Nell’immediato, tanto per far volare gli stracci, furono arrestati i Gabelloti Gristina, D’Angelo, Mancuso, Costa e Pecoraro, indicati come mandanti dell’omicidio di Alongi, e i campieri Luigi Campagna e Matteo Vallone, sospettati di essere stati gli esecutori materiali. Ma ben presto tutti tornarono in libertà. Si tratta di cognomi “pesanti” di cui ancora oggi a Prizzi non si parla volentieri. E se ne parla ancora meno, dopo una casuale scoperta del giornalista de “L’Ora” Marcello Cimino, che nel 1971, ricostruendo le origini del Partito comunista in Sicilia, venne a conoscenza del nome di almeno uno dei mandanti dell’omicidio Alongi: don “Sisì” Silvestre Gristina, all’epoca influente capomafia di Prizzi. Don “Sisì” morì accoltellato a Palermo la sera del 23 gennaio 1921, ma non fu un regolamento di conti all’interno di Cosa Nostra siciliana. Ad ucciderlo furono alcuni compagni di Giovanni Orcel, capo degli operai metalmeccanici della Cgil di Palermo, assassinato dalla mafia la sera del 14 ottobre 1920.
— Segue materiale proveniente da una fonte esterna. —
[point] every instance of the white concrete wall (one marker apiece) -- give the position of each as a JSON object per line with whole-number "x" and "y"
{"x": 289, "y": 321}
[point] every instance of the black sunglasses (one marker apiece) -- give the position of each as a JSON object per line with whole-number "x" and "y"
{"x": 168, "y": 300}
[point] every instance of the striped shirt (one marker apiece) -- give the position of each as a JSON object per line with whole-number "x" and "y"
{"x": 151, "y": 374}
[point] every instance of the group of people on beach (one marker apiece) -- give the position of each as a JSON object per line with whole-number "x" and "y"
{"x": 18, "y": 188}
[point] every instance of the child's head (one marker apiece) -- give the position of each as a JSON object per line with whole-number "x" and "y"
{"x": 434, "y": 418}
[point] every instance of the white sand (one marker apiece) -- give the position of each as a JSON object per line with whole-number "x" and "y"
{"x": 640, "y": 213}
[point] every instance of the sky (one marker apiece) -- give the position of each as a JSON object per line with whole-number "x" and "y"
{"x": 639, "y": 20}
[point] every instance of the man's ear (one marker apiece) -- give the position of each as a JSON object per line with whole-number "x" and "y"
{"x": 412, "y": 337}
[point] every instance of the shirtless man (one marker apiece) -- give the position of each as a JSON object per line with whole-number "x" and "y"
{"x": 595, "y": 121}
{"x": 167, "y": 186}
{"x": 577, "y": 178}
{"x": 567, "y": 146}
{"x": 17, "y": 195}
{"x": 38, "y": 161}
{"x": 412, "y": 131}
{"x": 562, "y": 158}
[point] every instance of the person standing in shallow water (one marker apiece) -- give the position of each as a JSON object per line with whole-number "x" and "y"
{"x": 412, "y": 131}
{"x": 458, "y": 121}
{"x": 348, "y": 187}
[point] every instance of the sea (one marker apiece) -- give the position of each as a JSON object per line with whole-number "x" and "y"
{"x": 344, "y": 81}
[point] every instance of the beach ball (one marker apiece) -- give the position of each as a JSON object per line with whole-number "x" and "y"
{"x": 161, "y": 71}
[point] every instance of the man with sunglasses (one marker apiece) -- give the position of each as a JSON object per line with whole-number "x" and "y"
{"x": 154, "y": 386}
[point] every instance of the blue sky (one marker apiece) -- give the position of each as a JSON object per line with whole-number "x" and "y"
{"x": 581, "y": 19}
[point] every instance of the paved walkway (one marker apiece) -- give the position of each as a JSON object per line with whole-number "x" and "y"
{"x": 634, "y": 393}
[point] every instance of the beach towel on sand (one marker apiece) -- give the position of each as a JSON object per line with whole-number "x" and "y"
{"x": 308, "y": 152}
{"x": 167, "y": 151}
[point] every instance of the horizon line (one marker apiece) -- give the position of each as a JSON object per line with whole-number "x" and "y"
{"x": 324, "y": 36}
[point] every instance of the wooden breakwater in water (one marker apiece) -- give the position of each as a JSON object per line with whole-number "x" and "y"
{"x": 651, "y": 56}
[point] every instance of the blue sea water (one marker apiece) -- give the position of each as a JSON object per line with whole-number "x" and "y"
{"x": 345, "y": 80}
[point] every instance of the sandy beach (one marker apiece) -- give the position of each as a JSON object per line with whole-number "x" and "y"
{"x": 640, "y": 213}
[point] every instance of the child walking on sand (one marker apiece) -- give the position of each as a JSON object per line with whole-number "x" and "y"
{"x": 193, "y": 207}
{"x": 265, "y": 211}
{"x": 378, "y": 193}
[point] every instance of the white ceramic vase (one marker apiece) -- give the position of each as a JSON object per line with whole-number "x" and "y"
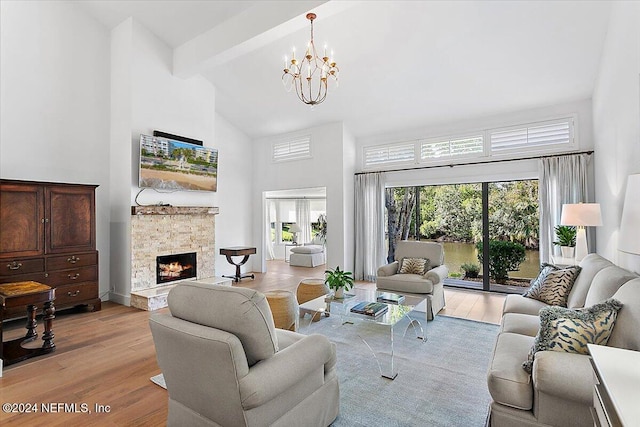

Questi avevano saputo che era stato lui ad ordinare gli omicidi sia di Orcel che di Alongi, avevano constatato l’incapacità e la scarsa volontà della polizia e della magistratura dell’epoca di venire a capo dei due terribili fatti di sangue, e allora decisero di vendicare i due compagni con un atto di “disperata giustizia proletaria”, scrive il prof. Marino. Probabilmente, tutto questo a Prizzi lo si sapeva da tempo. Per questo, solo raramente in 87 anni si è squarciato il velo del silenzio sull’omicidio Alongi e sulle successive tragiche vicende. “So che si congiura contro di me, che si vuole attentare alla mia vita – disse Nicolò Alongi ai suoi compagni palermitani qualche settimana prima di essere ucciso – non so se domani potrò tornare ad abbracciarvi, ma sono sicuro che altri sorgerà a sventolare la bandiera che mi si vuole strappare di mano”. E, qualche settimana dopo, durante la commemorazione alla Camera, il deputato socialista Vincenzo Vacirca accusò il governo dell’epoca di dare alla mafia “la sensazione e la coscienza” che “si può uccidere i socialisti perché la polizia e la giustizia sono cieche.